Cuando se trabaja con formas complejas, como cuellos estrechos o frascos profundos, las lámparas infrarrojas convencionales no logran calentar cada rincón del vidrio. Como resultado, quedan zonas frías que generan estrés interno en el vidrio. Eso es una bomba de tiempo lista para explotar.
Para solucionar este problema, combinamos lámparas infrarrojas de alta potencia con reflectores que realmente cumplen su función.
Ajuste adecuado del haz de calor
La clave está en que una lámpara infrarroja tradicional emite calor en todas direcciones. Si simplemente se coloca una lámpara dentro del horno, se desperdicia la mitad de la energía en calentar las paredes del propio horno. Es un desperdicio de energía.
Utilizamos reflectores recubiertos de oro o de aluminio pulido para devolver ese calor al vidrio. Pero el verdadero truco radica en la forma del reflector: al pasar de una forma parabólica a una forma elíptica, podemos “estirar” el haz de calor. De esta manera, la energía llega hasta los rincones más profundos del frasco o directamente al cuello de la botella.
Así, el vidrio alcanza la temperatura adecuada, independientemente de su forma.
Equilibrio térmico
En el caso de piezas con paredes gruesas, se necesita mucha energía para calentarlas. Por eso utilizamos lámparas de alta potencia y onda corta. Pero hay un riesgo: si se concentra toda esa energía en un solo punto, se puede sobrecalentar el vidrio y deformarlo. Se trata de encontrar el equilibrio adecuado entre la longitud focal y la distancia al vidrio, para que el calor llegue de manera uniforme.
Manteniendo todo funcionando
Nadie quiere pasar toda la tarde reparando el sistema de calefacción solo porque una lámpara se ha roto.
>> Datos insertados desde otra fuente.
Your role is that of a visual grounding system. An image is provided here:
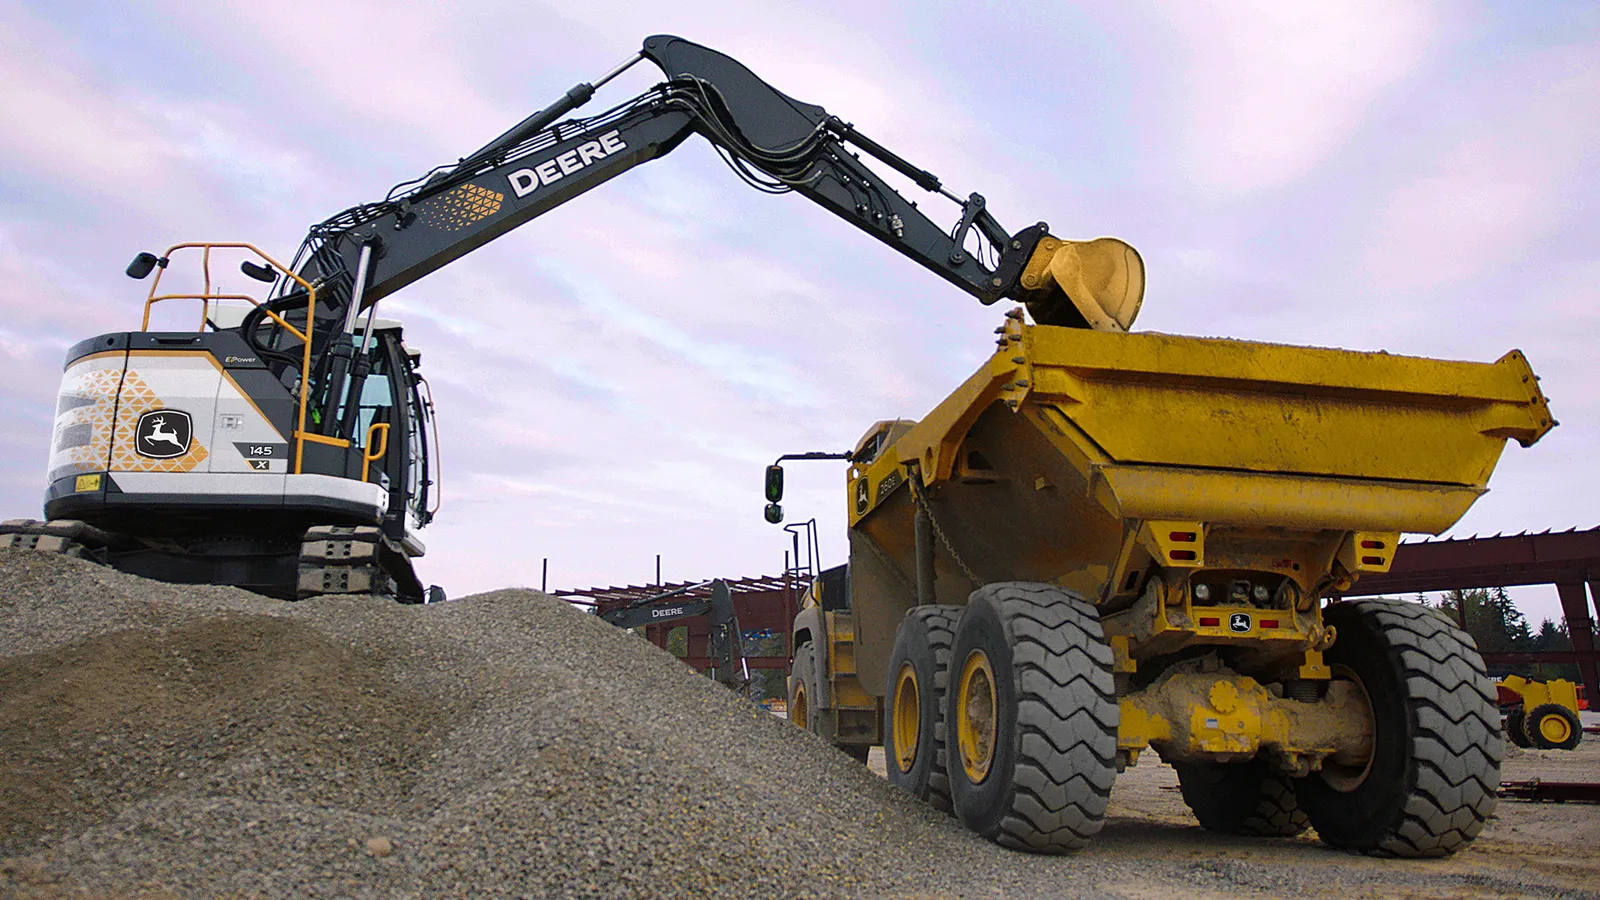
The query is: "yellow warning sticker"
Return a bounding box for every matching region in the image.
[75,473,102,492]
Nosotros diseñamos nuestros reflectores de modo que puedan reemplazarse rápidamente. Basta con introducir la nueva lámpara, conectarla y listo. No hay necesidad de perder tiempo recalibrando el foco.
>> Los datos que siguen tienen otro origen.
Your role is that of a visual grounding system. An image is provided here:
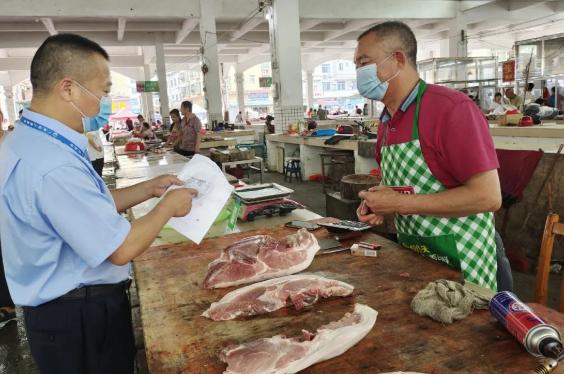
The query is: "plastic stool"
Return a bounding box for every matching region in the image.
[284,159,302,182]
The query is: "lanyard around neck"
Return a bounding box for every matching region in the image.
[20,117,88,159]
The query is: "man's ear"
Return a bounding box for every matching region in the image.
[394,50,408,69]
[57,78,74,102]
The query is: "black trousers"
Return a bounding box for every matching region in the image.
[174,147,195,157]
[0,241,14,308]
[91,158,104,177]
[495,231,514,292]
[23,288,135,374]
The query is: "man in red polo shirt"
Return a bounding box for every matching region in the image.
[354,21,512,291]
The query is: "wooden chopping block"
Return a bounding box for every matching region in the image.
[210,149,230,163]
[228,149,243,161]
[239,148,256,160]
[340,174,380,200]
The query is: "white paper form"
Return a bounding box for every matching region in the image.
[166,155,233,244]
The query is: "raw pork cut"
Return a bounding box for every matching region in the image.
[203,229,320,289]
[220,303,377,374]
[202,274,354,321]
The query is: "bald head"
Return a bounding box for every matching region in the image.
[30,33,109,95]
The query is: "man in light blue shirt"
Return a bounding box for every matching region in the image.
[0,34,197,374]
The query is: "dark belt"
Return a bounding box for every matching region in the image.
[58,278,132,301]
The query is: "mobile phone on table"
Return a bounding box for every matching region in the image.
[285,221,321,231]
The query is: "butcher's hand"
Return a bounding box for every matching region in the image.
[159,188,198,217]
[356,199,384,226]
[358,186,402,218]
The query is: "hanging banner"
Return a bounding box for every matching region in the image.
[136,81,160,92]
[502,60,516,82]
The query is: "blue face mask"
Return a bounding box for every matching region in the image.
[356,55,399,101]
[71,81,112,132]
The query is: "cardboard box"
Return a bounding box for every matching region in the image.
[497,113,523,126]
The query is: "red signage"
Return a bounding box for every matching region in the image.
[502,60,516,82]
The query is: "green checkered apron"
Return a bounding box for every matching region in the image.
[380,80,497,291]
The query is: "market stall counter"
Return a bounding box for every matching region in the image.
[133,219,564,373]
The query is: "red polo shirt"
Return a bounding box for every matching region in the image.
[375,83,499,188]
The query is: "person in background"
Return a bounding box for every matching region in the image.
[18,109,23,119]
[265,114,275,134]
[86,128,105,176]
[136,114,144,126]
[156,119,162,129]
[140,122,155,140]
[125,118,134,131]
[166,109,181,147]
[363,103,369,116]
[0,33,197,373]
[174,100,202,157]
[524,83,535,105]
[235,111,243,123]
[306,107,313,118]
[543,87,550,104]
[488,92,505,114]
[548,87,564,109]
[504,87,523,108]
[132,121,143,138]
Un consejo útil: vigile siempre el polvo. La acumulación de carbono y suciedad afecta negativamente la capacidad de reflexión de los reflectores. Puede parecer algo menor, pero afecta mucho el rendimiento del sistema. Si las temperaturas comienzan a bajar o a ser irregulares, limpie los reflectores con un paño. Marcará una gran diferencia.